Brain protein changes could explain how concussions affect patients
Traumatic brain injuries, whether suffered from a blow on the football field or the battle field, can be devastating, leading to disability and shortened lives. However, little is known about how different levels of injury and time affect the brain, hindering efforts to develop effective treatments. Scientists now report results from rodent studies in ACS' Journal of Proteome Research showing that signaling molecules are likely involved in mild cases, also known as concussions.
In 2013, U.S. emergency rooms received around 2.8 million patients with traumatic brain injuries, with nearly 50,000 patients dying, according to the U.S. Centers for Disease Control and Prevention. Brain injuries can be classified as mild, moderate or severe, with mild injuries, or concussions, representing about 75 percent of cases. Some people recover completely from such injuries, while others experience lasting disability or dementia, particularly if the patient has experienced repeated concussions. Previous proteomic studies in humans with brain injuries didn't control for the cause, while results in mice examined the effects of time since injury or repeated injury, but not both. In this proteomic study, Jianyun Yu, Hu Zhou and colleagues assessed brain protein levels after one or more concussions in rodents at multiple timepoints.
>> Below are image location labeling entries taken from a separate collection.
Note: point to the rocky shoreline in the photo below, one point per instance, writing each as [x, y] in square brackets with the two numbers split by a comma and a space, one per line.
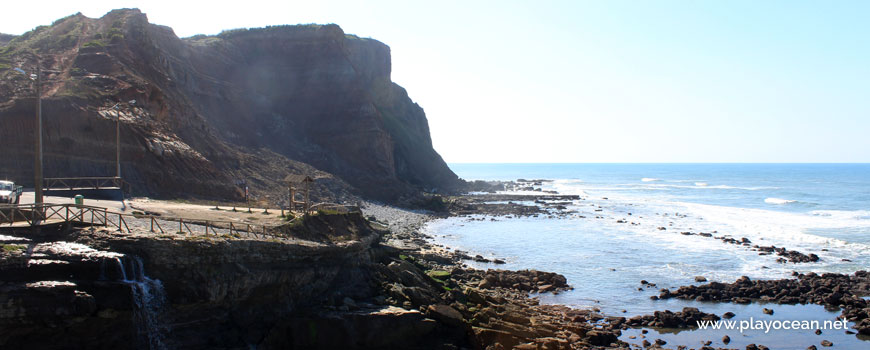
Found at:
[824, 289]
[374, 272]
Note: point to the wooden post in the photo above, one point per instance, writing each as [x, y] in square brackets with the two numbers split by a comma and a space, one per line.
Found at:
[307, 198]
[292, 198]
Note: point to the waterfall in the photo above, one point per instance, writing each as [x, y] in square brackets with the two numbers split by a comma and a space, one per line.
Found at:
[148, 299]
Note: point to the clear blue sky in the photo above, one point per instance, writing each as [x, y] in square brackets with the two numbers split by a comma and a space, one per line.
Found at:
[592, 81]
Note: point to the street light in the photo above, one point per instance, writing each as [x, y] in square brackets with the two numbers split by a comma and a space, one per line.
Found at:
[118, 137]
[37, 157]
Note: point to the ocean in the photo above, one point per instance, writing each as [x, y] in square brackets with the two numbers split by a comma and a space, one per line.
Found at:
[614, 239]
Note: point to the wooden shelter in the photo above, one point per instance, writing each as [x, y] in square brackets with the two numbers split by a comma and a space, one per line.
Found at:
[296, 182]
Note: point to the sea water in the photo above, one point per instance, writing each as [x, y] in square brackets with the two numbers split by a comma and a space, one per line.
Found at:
[613, 240]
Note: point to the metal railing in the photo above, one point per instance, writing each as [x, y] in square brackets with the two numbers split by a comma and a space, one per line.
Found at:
[84, 215]
[339, 208]
[74, 183]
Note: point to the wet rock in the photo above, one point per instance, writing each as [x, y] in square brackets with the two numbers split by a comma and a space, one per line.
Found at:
[445, 314]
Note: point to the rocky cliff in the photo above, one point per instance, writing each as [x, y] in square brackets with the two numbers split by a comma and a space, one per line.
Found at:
[253, 104]
[96, 289]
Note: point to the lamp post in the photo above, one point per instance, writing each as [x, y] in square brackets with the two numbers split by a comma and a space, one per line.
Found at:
[37, 157]
[118, 137]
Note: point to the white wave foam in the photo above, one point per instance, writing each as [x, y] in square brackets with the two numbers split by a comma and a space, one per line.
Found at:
[843, 214]
[778, 201]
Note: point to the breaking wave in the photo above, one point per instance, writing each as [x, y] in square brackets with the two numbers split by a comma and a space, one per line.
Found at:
[778, 201]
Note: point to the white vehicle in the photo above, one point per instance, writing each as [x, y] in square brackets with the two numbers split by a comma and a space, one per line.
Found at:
[9, 193]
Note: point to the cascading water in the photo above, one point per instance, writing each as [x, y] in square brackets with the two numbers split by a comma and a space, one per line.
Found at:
[148, 299]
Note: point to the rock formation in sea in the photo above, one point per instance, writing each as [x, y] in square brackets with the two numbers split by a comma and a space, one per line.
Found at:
[253, 104]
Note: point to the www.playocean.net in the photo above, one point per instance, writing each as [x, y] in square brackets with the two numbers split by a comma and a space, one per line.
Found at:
[767, 325]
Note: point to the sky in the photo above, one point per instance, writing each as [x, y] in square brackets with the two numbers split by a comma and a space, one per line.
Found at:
[591, 81]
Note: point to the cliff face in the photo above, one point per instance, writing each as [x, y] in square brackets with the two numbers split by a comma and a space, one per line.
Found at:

To perform the analysis, the researchers divided 27 rodents into nine groups: one day, seven days or six months after either no concussions, a single concussion or three concussions on three consecutive days. The researchers performed proteomic analysis on the brain samples using tandem mass spectrometry, identifying clusters of proteins that seemed to increase or decrease depending on injury severity or time since injury. Interestingly, molecules involved in the cAMP signaling pathway, which helps regulate heart rate, stress levels and memory, appear to play an important role in the mediation of brain injury and recovery.
Traumatic brain injury (TBI), as a neurological injury, becomes a leading cause of disability and mortality due to lacking effective therapy. About 75% of TBI is mild traumatic brain injury (mTBI). However, the complex molecular mechanisms underlying mTBI pathophysiology remains to be elucidated. In this study, iTRAQ-based quantitative proteomic approach was employed to measure temporal-global proteome changes of rat brain tissues from different time points (1 day, 7 day and 6 months) post single mTBI (smTBI) and repetitive mTBI (rmTBI). A total of 5169 proteins were identified, of which, 237 proteins were significantly changed between control rats and mTBI model rats. Fuzzy c-means (FCM) clustering analysis classified these 237 proteins into six clusters according to their temporal pattern of protein abundance. Functional bioinformatics analysis and protein–protein interaction (PPI) network mapping of these FCM clusters showed that phosphodiesterase 10A (Pde10a) and guanine nucleotide-binding protein G (olf) subunit alpha (Gnal) were the node proteins in the cAMP signaling pathway. Other biological processes, such as cell adhesion, autophagy, myelination, microtubule depolymerization and brain development, were also over-represented in FCM clusters. Further Western Blot experiments confirmed that Pde10a and Gnal were acutely up-regulated in severity-dependent manner by mTBI, but these two proteins could not be down-regulated to basal level at the time point of 6 months post repetitive mTBI. Our study demonstrated that different severity of mTBI cause significant temporal profiling change at the proteomic level and pointed out the cAMP signaling pathway-related proteins, Pde10a and Gnal, may play important roles in the pathogenesis and recovery of mTBI.